Ki67 is a nuclear antigen, which exists in proliferative cells. A number of studies have shown that the immune response of Ki67 is closely associated with the cell cycle. It is expressed in the G1, S, G2 and M phase, but not in the G0 phase. Ki67 is weakly expressed in late G1 and early S, and subsequently accumulates in S phase, with a significant increase observed in the latter half of the cell cycle. In mitotic anaphase, the rapid degradation of Ki67 and loss of epitopes has been reported. Furthermore, Ki67 may predict the pathological remission rate in breast cancer patients following neoadjuvant chemotherapy, as an increased Ki67 level following neoadjuvant chemotherapy indicates a poor prognosis (20,21). Therefore, Ki67 is considered to be one of the most significant indicators in detecting the proliferation of tumor cells (22).
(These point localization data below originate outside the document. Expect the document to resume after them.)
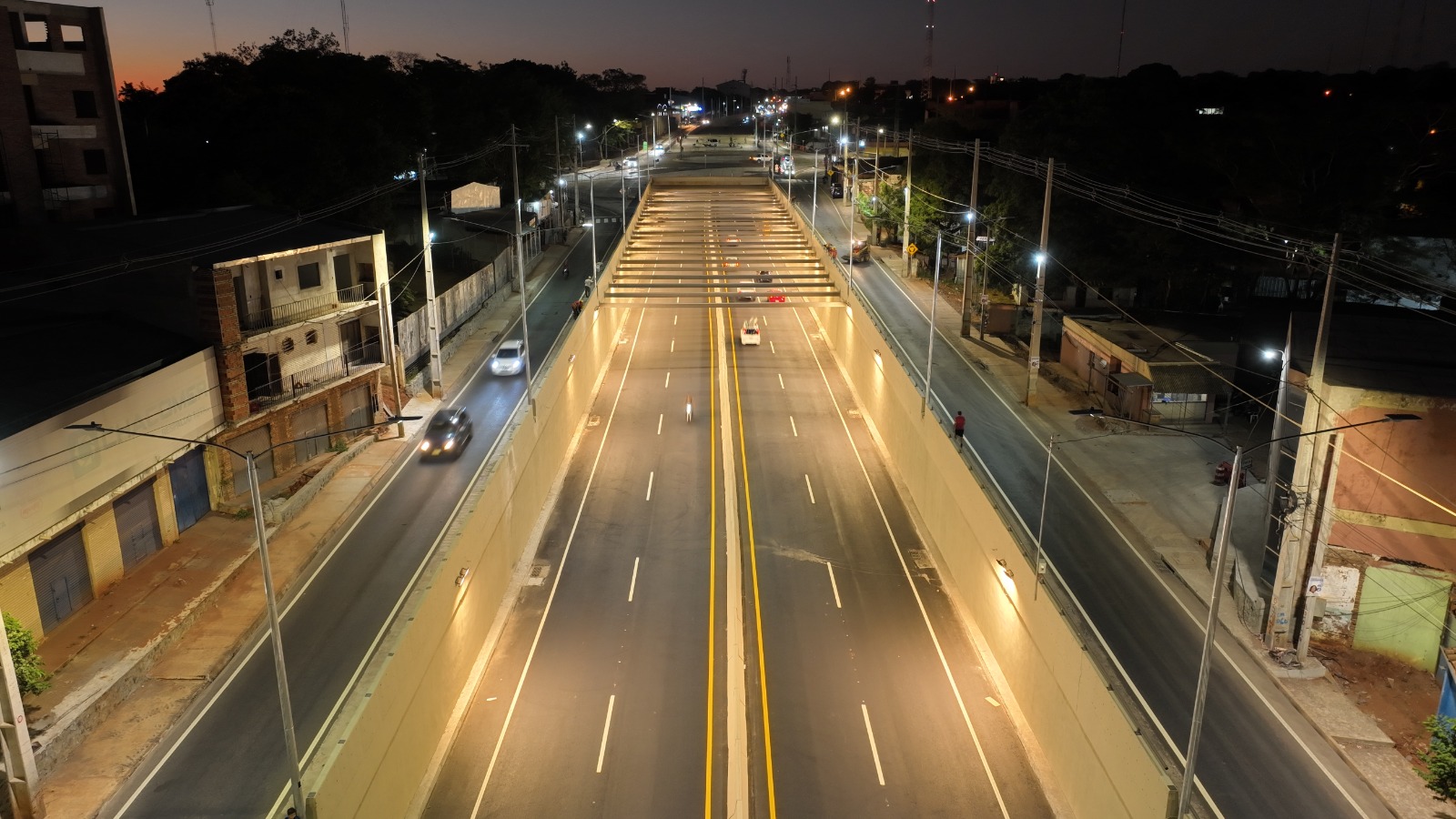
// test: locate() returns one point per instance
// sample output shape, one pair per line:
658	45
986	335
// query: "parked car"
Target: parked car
449	433
510	358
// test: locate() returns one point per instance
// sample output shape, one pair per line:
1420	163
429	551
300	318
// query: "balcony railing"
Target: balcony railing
296	383
305	309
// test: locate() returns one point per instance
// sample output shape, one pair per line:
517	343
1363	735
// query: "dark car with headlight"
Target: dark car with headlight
449	431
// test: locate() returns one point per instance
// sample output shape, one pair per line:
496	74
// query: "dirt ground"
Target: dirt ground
1397	695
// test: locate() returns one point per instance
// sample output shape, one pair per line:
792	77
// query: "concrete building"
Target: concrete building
238	327
62	150
1363	530
1154	375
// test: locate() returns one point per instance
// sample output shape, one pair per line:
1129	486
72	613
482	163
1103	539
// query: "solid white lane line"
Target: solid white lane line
561	566
905	570
880	773
606	729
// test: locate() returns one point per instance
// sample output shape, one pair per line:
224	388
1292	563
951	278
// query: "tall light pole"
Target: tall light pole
431	314
521	273
269	598
1220	559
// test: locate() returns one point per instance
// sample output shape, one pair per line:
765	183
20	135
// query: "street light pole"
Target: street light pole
1220	559
929	344
271	601
431	314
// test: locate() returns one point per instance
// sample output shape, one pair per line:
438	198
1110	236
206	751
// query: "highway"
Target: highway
226	758
1259	755
766	528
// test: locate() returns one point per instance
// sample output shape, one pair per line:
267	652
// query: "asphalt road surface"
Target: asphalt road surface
737	610
1259	755
226	758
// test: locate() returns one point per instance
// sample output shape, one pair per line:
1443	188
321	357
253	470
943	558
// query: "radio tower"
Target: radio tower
346	14
929	48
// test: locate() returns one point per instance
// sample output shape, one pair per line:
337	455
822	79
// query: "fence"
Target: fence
456	305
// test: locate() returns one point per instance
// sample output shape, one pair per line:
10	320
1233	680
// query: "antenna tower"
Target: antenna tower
346	15
929	48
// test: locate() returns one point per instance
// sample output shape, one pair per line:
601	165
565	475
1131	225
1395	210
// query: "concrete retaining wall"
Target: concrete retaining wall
392	731
1099	765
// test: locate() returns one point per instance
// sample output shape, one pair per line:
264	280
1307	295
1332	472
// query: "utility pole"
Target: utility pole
1034	358
1298	540
521	271
970	245
905	241
431	315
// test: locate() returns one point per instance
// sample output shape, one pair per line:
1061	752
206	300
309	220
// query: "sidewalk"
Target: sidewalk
1161	486
131	662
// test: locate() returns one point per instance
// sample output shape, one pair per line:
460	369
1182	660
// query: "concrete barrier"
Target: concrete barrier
379	751
1088	736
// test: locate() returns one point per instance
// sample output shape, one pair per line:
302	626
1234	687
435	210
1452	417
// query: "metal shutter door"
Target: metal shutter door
62	579
189	497
357	407
137	525
312	421
255	442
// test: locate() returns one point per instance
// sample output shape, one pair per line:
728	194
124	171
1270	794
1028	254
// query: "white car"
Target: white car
510	359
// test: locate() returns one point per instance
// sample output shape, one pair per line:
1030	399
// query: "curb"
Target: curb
60	736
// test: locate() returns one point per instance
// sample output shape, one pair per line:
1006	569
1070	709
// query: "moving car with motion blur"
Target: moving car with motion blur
449	433
510	358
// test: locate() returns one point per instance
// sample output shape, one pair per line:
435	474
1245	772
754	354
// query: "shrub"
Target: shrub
1441	756
28	671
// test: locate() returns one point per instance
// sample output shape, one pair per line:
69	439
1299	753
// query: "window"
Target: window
85	104
309	276
35	31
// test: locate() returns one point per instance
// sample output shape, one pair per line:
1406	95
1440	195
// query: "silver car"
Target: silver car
510	359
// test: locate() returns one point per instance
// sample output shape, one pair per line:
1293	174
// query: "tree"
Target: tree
1441	756
29	673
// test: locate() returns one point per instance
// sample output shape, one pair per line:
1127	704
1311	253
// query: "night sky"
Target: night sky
684	43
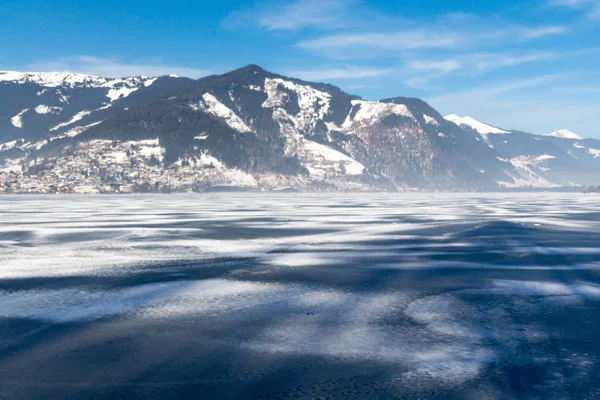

The expression of Ki67 reliably and quickly reflects the proliferation of malignant cells; it closely correlates with the prediction of the development, metastasis and local recurrence of a variety of malignant tumors (23). Therefore, its positive expression rate is of significance when evaluating the proliferation status of tumor cells, studying the biological behavior of the tumor and when determining the risks.

In the current study, 202 patients with breast cancer were studied, and the overall positive rate of Ki67 expression was 74.3%, which was consistent with the percentage (78%) reported for an Indian population, which was studied by Bhatavdeka et al (24). The positive rate of Ki67 expression in TNBC was 83.3%, including 10 cases of strong Ki67 expression. However, it was 73.0% in non-TNBC tissues, which was of statistical significance when compared with that observed in the TNBC tissues (P<0.05). These results suggested that the increased expression of Ki67 may be an important factor for the poor prognosis of TNBC. In addition, Ki67 expression correlated with tumor size and lymph node metastasis in breast cancer, but was not associated with the age and clinical stage. This indicated that the increased expression of Ki67 may predict the increased proliferation of breast cancer cells, enhanced invasiveness, faster growth of the tumor and the high incidence of lymph node metastasis. Therefore, overexpression of Ki67 expression may be an indicator of poor prognosis in TNBC.